Is this, what you had in mind, @krlmlr?

At the minimum this needs some more tests to make sure that it does what we are trying to do, i.e. list materialized views as well.

We could find a middle ground by implementing Postgres-specific functions to gain some experience: Leave dbTable() unchanged and implement Pq-specific functions with a distinct prefix.
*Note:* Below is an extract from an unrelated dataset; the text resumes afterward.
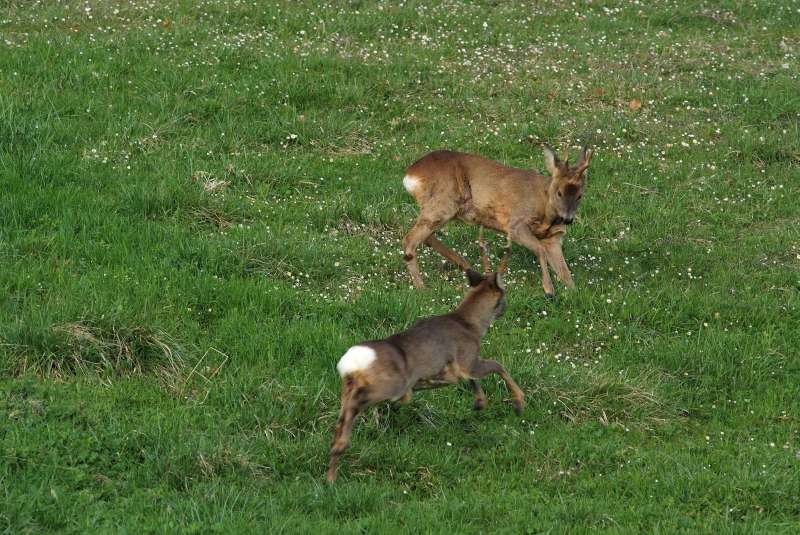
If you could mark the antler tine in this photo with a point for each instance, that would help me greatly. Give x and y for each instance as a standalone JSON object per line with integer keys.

In the end I think it would be better to use this new code for the db* functions instead of having these "special" functions. One reason is ease of use, another is downstream functions (e.g. in dplyr), which build on the db* functions. We could still use information schema based code for connections that do not support (this) pg_class code, i.e. for Redshift connections.

Slightly off-topic: Do you have plans to test non-current PostgreSQL versions with R CMD check on GHA? I am asking because it was set up on Travis and caught an error I made.

dpprdan avatar Jul 17 '21 11:07 dpprdan

Thanks a lot. I'm not sure we need the new pq*() functions to be S4 methods, also this package uses the postgres prefix in similar situations.

Other than that, I think we can expose this via the db*() interface if the user sets a flag in dbConnect() -- similarly to the check_interrupts flag. Tests would be great too.

Added checks for Postgres >= 10 to the build matrix.